For a predictive risk tool to be useful, however, it must be accurate [5], but no accuracy metrics were calculated when the AJRR risk calculator was developed nor has it been internally or externally validated [10]. The accuracy of predictive tools is evaluated by determining the extent to which individuals who experience the outcome have higher predicted risk of that outcome compared with those who do not (ie, discrimination) and by plotting the relationship between predicted risk and observed outcome rates (calibration), which ideally is positive and monotonic. The Veterans Health Administration (VHA) is the largest integrated health care system in the United States; more than 10,000 TJAs are performed at VHA facilities annually. Patients who are eligible for both Medicare and VA health benefits often use both options when seeking and receiving medical care. Because no healthcare system is representative of the entire Medicare population, it is important to evaluate the accuracy of the calculator in subsets of the target population. As part of our ongoing efforts to develop and validate predictive models for VA TJA patients [8], we constructed databases that offered an opportunity to externally validate the AJRR risk calculator with an entirely new set of Medicare-eligible patients (external validation).
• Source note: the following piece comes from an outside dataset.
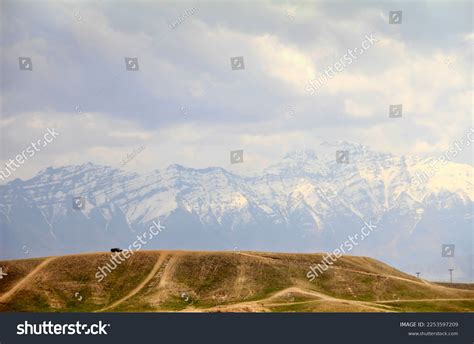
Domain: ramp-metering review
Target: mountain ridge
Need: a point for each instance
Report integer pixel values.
(305, 202)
The purpose of this study was to produce accuracy metrics (ie, discrimination, calibration) for the AJRR mortality calculator using data from Medicare-eligible patients undergoing TJA at the VHA.
Patients and Methods
Definitions
Assessing predictive model performance is complex and multidimensional, but three concepts are essential: discrimination, calibration, and internal/external validation.
Discrimination refers to the ability of a model to distinguish patients who experience an outcome from those who do not. Discrimination is often quantified by the C-statistic, which represents the probability that a patient who experienced an outcome (eg, 90-day mortality) would have a higher predicted probability than a randomly selected patient who did not experience that outcome. Generally, C-statistics can be interpreted as excellent (0.9–1), good (0.8–0.89), fair (0.7–0.79), poor (0.6–0.69), or fail/no discriminatory capacity (0.5–0.59) [7, 9]. However, because the C-statistic is based on rank, it has limitations and should be accompanied by other metrics of model accuracy, such as calibration.
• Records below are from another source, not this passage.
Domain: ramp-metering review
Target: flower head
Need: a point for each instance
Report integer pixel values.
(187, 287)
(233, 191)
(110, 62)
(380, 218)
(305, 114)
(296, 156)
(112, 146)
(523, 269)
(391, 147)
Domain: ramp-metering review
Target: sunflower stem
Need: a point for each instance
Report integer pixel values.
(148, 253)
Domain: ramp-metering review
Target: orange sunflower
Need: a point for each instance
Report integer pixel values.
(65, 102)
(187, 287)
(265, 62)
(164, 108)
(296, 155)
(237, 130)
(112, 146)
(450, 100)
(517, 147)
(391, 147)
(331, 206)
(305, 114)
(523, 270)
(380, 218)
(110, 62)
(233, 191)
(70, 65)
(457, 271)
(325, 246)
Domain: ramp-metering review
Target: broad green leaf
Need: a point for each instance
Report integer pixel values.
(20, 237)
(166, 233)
A model’s calibration compares predicted and observed outcomes across the entire range of the data. Calibration is commonly visually represented and assessed by plotting observed versus predicted outcomes over equally sized deciles of risk. If outcome rates generally track monotonically along with predicted probabilities, calibration is considered good.
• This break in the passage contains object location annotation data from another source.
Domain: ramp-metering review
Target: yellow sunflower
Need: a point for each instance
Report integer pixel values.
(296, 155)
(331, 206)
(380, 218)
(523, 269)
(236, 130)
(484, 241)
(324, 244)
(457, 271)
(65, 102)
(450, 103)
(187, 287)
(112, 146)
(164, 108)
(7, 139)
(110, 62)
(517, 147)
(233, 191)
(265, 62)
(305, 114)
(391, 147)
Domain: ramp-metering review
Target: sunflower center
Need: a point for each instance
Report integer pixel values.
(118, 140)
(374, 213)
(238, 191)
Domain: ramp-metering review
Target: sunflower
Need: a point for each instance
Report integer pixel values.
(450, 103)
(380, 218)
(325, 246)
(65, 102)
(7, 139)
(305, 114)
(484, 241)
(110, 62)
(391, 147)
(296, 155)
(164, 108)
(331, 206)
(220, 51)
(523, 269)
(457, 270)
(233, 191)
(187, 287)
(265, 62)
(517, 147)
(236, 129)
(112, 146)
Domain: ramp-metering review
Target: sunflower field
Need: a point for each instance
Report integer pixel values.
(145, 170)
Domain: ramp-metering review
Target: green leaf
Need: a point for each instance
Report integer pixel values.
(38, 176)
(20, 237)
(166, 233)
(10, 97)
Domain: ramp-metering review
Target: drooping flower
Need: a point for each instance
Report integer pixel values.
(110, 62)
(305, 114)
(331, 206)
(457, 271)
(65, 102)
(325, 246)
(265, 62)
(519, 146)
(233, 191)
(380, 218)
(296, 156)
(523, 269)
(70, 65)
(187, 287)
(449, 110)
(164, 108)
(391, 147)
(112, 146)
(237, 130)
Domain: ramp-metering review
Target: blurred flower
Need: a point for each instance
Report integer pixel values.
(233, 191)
Finally, predictive models and tools must be validated. Most predictive models are developed with regression analysis, using demographic, clinical, and other preoperative variables to generate outcome estimates. When the number of predictors and interaction terms are large, and the number of events is small, it is possible to overfit the model to the data in which it was developed. Overfitting, a well-known issue in predictive modeling, occurs when a statistical model or other means of generating predictions is too specific to the data in which it was developed, which leads to less-reliable predictions for new patients.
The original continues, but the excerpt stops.